Look, to be honest, I had spent 25 years stopping and starting and worrying about drinking, or not drinking and sometimes worrying about that, and sometimes not worrying about not drinking – the reprieves.
But last year, there were some moments in amongst my general ‘mindful drinking’ when I really did worry myself. I have usually been able to keep alcohol down to a dull roar. I could usually stay within 14 units a week, if we calculated it over a month anyway. This took some effort!
And then periods when I could drink more were both welcomed and dreaded. Holidays and Christmas and New Year, I would usually drink daily, never getting really drunk but often tipsy. And I’d usually feel pretty terrible by the end, both physically and mentally.
Anyway, at one period last year I was thinking to myself that I might be better just aiming for one glass of wine daily… have it every day but not much.
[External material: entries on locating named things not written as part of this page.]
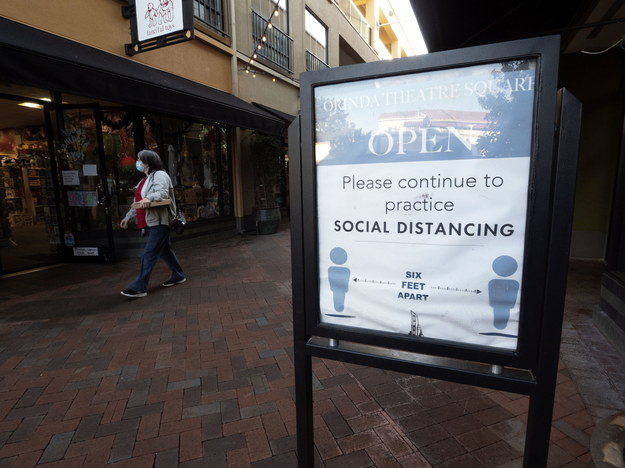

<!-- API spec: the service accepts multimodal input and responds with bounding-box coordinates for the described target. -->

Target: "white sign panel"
[135,0,184,41]
[74,247,99,257]
[314,60,536,350]
[61,171,80,185]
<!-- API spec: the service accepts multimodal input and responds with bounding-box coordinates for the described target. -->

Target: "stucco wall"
[560,50,625,258]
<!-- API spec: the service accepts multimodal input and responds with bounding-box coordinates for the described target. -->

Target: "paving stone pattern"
[0,224,625,468]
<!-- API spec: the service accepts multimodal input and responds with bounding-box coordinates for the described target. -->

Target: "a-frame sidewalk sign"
[289,36,581,468]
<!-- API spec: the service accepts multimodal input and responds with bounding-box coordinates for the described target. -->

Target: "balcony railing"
[306,50,330,71]
[252,10,293,73]
[193,0,229,37]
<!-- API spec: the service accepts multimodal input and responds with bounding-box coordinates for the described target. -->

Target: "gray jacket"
[124,171,176,227]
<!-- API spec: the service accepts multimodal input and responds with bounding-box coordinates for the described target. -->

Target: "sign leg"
[294,348,315,468]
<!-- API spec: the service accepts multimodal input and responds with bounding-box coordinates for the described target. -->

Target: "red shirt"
[135,177,148,229]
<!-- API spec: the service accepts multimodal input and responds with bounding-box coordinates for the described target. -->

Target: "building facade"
[0,0,420,275]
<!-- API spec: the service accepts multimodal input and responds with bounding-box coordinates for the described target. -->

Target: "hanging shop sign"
[314,59,536,350]
[122,0,194,55]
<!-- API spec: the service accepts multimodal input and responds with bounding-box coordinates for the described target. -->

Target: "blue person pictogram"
[488,255,519,330]
[328,247,350,312]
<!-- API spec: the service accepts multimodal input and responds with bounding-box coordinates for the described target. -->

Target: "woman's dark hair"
[137,150,165,172]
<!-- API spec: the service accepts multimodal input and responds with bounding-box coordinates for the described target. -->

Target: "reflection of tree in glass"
[477,60,534,157]
[315,98,371,156]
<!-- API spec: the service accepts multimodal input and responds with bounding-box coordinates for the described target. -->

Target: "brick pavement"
[0,226,625,468]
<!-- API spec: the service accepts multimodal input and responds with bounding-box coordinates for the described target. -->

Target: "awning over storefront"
[252,101,295,125]
[0,18,285,135]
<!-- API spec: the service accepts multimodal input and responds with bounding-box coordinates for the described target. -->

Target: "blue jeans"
[128,224,184,291]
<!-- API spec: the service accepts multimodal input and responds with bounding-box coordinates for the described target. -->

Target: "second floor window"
[304,10,328,70]
[193,0,228,36]
[252,0,289,34]
[251,0,293,73]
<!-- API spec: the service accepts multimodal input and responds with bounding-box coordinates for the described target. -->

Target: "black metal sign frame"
[289,37,581,466]
[122,0,195,56]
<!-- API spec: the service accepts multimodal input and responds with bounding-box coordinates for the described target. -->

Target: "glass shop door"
[47,104,115,262]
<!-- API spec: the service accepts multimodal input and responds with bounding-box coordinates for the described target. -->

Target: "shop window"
[0,124,59,272]
[102,109,141,229]
[144,117,232,223]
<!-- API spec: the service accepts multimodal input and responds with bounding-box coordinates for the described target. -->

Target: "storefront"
[0,18,284,275]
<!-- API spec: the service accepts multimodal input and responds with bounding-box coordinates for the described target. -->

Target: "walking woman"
[119,150,186,297]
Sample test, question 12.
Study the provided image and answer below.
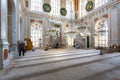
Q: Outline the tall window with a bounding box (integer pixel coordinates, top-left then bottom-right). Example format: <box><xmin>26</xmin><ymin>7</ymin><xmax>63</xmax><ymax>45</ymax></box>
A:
<box><xmin>79</xmin><ymin>0</ymin><xmax>109</xmax><ymax>17</ymax></box>
<box><xmin>51</xmin><ymin>0</ymin><xmax>60</xmax><ymax>16</ymax></box>
<box><xmin>31</xmin><ymin>23</ymin><xmax>42</xmax><ymax>47</ymax></box>
<box><xmin>95</xmin><ymin>21</ymin><xmax>108</xmax><ymax>47</ymax></box>
<box><xmin>31</xmin><ymin>0</ymin><xmax>43</xmax><ymax>12</ymax></box>
<box><xmin>95</xmin><ymin>0</ymin><xmax>108</xmax><ymax>8</ymax></box>
<box><xmin>66</xmin><ymin>0</ymin><xmax>75</xmax><ymax>20</ymax></box>
<box><xmin>79</xmin><ymin>0</ymin><xmax>87</xmax><ymax>17</ymax></box>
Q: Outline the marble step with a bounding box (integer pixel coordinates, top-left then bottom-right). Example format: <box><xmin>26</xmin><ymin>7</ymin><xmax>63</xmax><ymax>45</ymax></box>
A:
<box><xmin>14</xmin><ymin>52</ymin><xmax>99</xmax><ymax>67</ymax></box>
<box><xmin>15</xmin><ymin>50</ymin><xmax>100</xmax><ymax>62</ymax></box>
<box><xmin>3</xmin><ymin>54</ymin><xmax>120</xmax><ymax>80</ymax></box>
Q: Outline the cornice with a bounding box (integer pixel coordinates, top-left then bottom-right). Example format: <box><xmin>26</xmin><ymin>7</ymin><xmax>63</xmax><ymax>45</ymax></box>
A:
<box><xmin>78</xmin><ymin>0</ymin><xmax>120</xmax><ymax>21</ymax></box>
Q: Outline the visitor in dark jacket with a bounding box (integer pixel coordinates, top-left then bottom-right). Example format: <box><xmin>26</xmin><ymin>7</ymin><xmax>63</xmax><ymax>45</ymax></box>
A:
<box><xmin>18</xmin><ymin>42</ymin><xmax>25</xmax><ymax>56</ymax></box>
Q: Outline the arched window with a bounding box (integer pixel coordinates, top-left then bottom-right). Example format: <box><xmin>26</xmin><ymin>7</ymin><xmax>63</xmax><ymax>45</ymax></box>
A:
<box><xmin>79</xmin><ymin>0</ymin><xmax>109</xmax><ymax>17</ymax></box>
<box><xmin>95</xmin><ymin>0</ymin><xmax>108</xmax><ymax>8</ymax></box>
<box><xmin>95</xmin><ymin>20</ymin><xmax>108</xmax><ymax>47</ymax></box>
<box><xmin>66</xmin><ymin>0</ymin><xmax>75</xmax><ymax>20</ymax></box>
<box><xmin>50</xmin><ymin>0</ymin><xmax>60</xmax><ymax>16</ymax></box>
<box><xmin>31</xmin><ymin>23</ymin><xmax>42</xmax><ymax>47</ymax></box>
<box><xmin>31</xmin><ymin>0</ymin><xmax>43</xmax><ymax>12</ymax></box>
<box><xmin>79</xmin><ymin>0</ymin><xmax>87</xmax><ymax>17</ymax></box>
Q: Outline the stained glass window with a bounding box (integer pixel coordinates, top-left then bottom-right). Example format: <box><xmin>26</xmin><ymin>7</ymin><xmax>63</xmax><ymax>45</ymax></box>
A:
<box><xmin>31</xmin><ymin>23</ymin><xmax>42</xmax><ymax>47</ymax></box>
<box><xmin>50</xmin><ymin>0</ymin><xmax>60</xmax><ymax>16</ymax></box>
<box><xmin>95</xmin><ymin>21</ymin><xmax>108</xmax><ymax>47</ymax></box>
<box><xmin>31</xmin><ymin>0</ymin><xmax>43</xmax><ymax>12</ymax></box>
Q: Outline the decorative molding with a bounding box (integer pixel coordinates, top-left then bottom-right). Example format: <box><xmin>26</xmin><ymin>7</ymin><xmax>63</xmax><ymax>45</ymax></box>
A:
<box><xmin>60</xmin><ymin>8</ymin><xmax>67</xmax><ymax>16</ymax></box>
<box><xmin>43</xmin><ymin>3</ymin><xmax>51</xmax><ymax>12</ymax></box>
<box><xmin>85</xmin><ymin>1</ymin><xmax>94</xmax><ymax>12</ymax></box>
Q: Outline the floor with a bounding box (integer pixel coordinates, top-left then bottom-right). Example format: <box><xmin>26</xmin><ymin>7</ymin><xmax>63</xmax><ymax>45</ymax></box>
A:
<box><xmin>0</xmin><ymin>49</ymin><xmax>120</xmax><ymax>80</ymax></box>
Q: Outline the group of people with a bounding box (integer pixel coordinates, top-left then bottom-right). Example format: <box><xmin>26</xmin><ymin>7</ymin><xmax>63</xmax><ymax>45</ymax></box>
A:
<box><xmin>18</xmin><ymin>41</ymin><xmax>25</xmax><ymax>56</ymax></box>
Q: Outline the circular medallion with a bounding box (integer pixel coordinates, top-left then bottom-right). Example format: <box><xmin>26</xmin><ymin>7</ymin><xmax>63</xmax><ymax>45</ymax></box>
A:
<box><xmin>85</xmin><ymin>1</ymin><xmax>94</xmax><ymax>12</ymax></box>
<box><xmin>60</xmin><ymin>8</ymin><xmax>67</xmax><ymax>16</ymax></box>
<box><xmin>43</xmin><ymin>3</ymin><xmax>51</xmax><ymax>12</ymax></box>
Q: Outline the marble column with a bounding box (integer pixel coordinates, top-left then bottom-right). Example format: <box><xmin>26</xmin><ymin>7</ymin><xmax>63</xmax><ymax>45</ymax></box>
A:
<box><xmin>0</xmin><ymin>0</ymin><xmax>9</xmax><ymax>69</ymax></box>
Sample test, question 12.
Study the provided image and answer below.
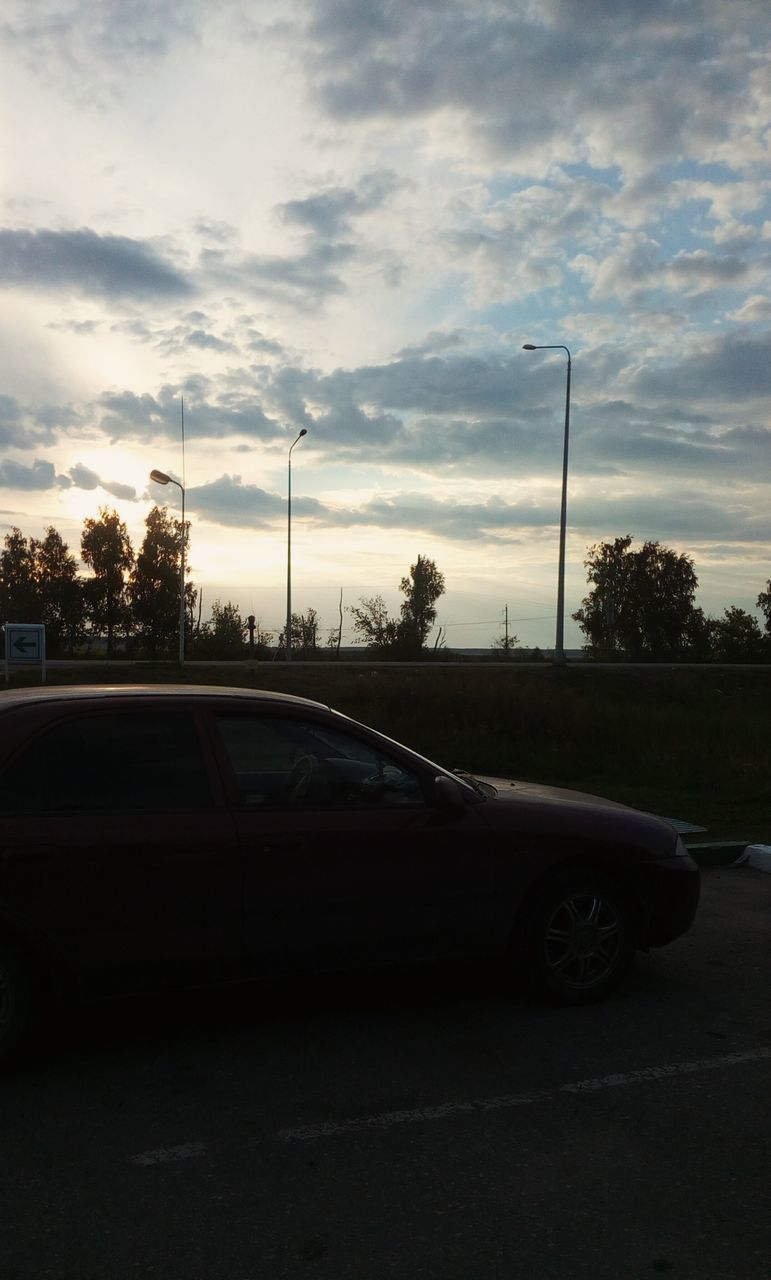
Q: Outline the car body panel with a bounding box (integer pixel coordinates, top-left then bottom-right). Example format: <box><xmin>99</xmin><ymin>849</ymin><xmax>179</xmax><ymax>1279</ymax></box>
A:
<box><xmin>0</xmin><ymin>685</ymin><xmax>698</xmax><ymax>991</ymax></box>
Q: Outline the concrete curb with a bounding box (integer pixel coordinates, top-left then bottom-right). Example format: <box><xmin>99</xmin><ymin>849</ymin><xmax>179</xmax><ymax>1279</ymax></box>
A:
<box><xmin>739</xmin><ymin>845</ymin><xmax>771</xmax><ymax>873</ymax></box>
<box><xmin>686</xmin><ymin>840</ymin><xmax>771</xmax><ymax>873</ymax></box>
<box><xmin>685</xmin><ymin>840</ymin><xmax>747</xmax><ymax>867</ymax></box>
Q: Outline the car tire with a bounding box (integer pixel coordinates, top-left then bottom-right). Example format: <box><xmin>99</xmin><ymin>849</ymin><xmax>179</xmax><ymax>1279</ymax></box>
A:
<box><xmin>514</xmin><ymin>868</ymin><xmax>635</xmax><ymax>1005</ymax></box>
<box><xmin>0</xmin><ymin>941</ymin><xmax>40</xmax><ymax>1069</ymax></box>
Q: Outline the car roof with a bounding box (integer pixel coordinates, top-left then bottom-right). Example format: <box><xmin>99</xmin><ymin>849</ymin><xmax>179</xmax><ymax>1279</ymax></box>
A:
<box><xmin>0</xmin><ymin>684</ymin><xmax>330</xmax><ymax>713</ymax></box>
I had made all sorts of deals with myself, this was just one last year.
But then I though that one wouldn’t really be enough… and wasn’t this all too stressful. Maybe I should just go the whole hog and start drinking as much as I want which would inevitably lead to terrible behaviour and then P would notice and make me stop. I could just get so bad that I would actually have to stop. Finally. Forever.
Or… and this was what freaked me out somewhat… I thought I could just tipple away, but I wouldn’t want P and the kids to see that. So, genius thought! I could just stash a bottle of wine in the garage and then pop out now and then and have a glass, or just a refill. How cunning. How devious. I wonder whether any drinker has ever thought of that before? Hohoho.
Anyway… I never did it, but both the urge to drink so much so that all pretence was over, and also that urge to hide booze did give me a fright.
What was I thinking? Where was I going with this all? I was 55, hadn’t I wised up by now?